|dc.description.abstract||The thesis evaluates the performance of Rankine cycles with mixed component hydrocarbon working fluids, or hydrocarbon mixtures. The objective is to compare mixtures with pure fluids on the basis of the same total heat exchanger (HX) area. This is achieved through further development and application of a three-step cycle optimization model developed in the project work, which calculates the maximum work output for a pre-defined value of total HX area. The model simultaneously calculates the optimum distribution of HX area between the condenser and the heat recovery heat exchanger (HRHE).

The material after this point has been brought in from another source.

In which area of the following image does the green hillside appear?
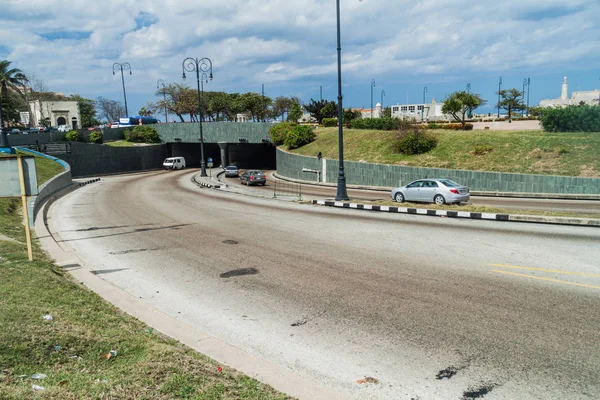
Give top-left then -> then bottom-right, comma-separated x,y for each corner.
292,128 -> 600,177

A literature review is performed that studies heat transfer and pressure drop of working fluid mixtures through horizontal smooth tubes to evaluate and implement improved correlations. The literature review demonstrates that several methods are available for predicting heat transfer coefficients (HTCs), and that a method by Bell and Ghaly (1973) is most common for condensation, and a method by Thome (1996) is most common for evaporation.
The cycle optimization model is further developed though implementation of new heat transfer correlations better suited for hydrocarbons. A more comprehensive estimation of overall HTC is made, and the option of internal heat exchanger (IHX) is included. A more detailed working fluid comparison is made through the study of optimum heat exchanger designs, including the distribution of condenser and HRHE area for different values of pre-defined total HX area. The specific working fluid affects HX design in terms of pinch points and distributions between condenser and HRHE area. Moreover, HX pressure loss is determined by working fluid overall HTCs and operating pressure, and the number of tubes and tube diameter is most affected by pressure levels.

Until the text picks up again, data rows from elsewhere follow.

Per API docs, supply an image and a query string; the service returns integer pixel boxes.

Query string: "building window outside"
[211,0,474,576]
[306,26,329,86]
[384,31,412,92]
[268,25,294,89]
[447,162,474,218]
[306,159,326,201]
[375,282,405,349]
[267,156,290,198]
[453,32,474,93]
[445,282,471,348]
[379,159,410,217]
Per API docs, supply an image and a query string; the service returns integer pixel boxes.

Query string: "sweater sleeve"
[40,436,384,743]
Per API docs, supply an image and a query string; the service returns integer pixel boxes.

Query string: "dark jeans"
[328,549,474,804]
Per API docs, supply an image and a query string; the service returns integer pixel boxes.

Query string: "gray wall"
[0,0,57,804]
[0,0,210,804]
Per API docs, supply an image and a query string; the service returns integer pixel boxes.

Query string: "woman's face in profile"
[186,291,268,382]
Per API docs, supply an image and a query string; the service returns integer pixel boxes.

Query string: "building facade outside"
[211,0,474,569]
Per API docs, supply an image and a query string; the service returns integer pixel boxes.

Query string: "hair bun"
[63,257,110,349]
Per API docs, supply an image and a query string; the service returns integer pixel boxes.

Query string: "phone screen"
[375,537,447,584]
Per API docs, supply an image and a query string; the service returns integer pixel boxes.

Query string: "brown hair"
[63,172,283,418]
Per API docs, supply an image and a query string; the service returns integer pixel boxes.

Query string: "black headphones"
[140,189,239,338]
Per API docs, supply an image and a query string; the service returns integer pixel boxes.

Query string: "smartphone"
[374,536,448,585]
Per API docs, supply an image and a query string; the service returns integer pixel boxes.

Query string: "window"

Four cases are defined that represent present and future applications of Rankine cycle. Case 1 and 2 consider a heat source at 100℃, with no lower limit on heat source outlet temperature. In case 1, the heat sink outlet temperature fixed and in case 2 it is allowed to vary. In case 1 and 2, butane, ethane and ethane (0.6/0.4) are studied. Case 3 and 4 consider a heat source cooled from 200℃ to 80℃. Case 4 differs from case 3 in that the optimization tool is given the choice to include an IHX, and does so if this contributes to an increased work output. In case 3 and 4, butane and butane-propane (0.6/0.4) are studied. For all cases, work output is maximized for different values of pre-defined total HX area.
Contrary to the case studied in the project work, the results for case 1 and 2 demonstrate that the hydrocarbon mixture has the potential to achieve significantly higher work output than the pure fluids for the same total HX area (up to 34 %). Variable heat sink outlet temperature allow small improvements in work output from case 1, and the improvement is greater for the pure fluids.

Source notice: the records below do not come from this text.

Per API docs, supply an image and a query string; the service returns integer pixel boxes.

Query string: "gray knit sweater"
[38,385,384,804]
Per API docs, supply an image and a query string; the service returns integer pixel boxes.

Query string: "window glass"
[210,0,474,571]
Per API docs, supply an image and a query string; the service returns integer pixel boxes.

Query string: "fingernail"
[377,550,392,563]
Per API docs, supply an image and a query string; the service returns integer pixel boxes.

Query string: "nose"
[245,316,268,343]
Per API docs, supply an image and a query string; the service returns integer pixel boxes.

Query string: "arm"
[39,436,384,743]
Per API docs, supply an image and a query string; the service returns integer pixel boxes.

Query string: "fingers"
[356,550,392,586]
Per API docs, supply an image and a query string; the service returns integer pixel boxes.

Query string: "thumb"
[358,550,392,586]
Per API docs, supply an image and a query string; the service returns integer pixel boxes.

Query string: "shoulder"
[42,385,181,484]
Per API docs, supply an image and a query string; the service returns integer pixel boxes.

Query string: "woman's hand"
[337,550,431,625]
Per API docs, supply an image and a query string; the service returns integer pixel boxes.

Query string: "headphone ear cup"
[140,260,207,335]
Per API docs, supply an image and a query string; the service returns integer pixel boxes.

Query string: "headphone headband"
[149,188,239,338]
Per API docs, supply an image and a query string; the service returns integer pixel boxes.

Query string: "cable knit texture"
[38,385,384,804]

In case 3, the pure fluid achieves on average 3.7 % higher work output than the mixture. However, a working fluid screening demonstrated that other mixtures may have more potential in this case. With the inclusion of IHX, work outputs increases between 1.5 % and 11.6 % for the same total HX area, with increased potential for improvement at relatively high values of total HX area. In fact, the IHX was not included in the optimum solutions for lower-range values of area. Improvement with IHX was highest for the mixture, which enabled it to achieve the same levels of work output as the pure fluid. Despite the low potential of the mixture in this case, it may be more applicable for high values of total HX area than the pure fluid due to its relatively hgih pinch point temperatures.
A significant increase in work output can be achieved with increasing heat source temperature. For the heat source at 100°C, work outputs reaches around 25 kW for high values of total HX area. For a case studied in the project work with a heat sources at 150°C, work outputs reaches 50 kW, and for the heat source at 200°C in the current work, work output reaches 100 kW.||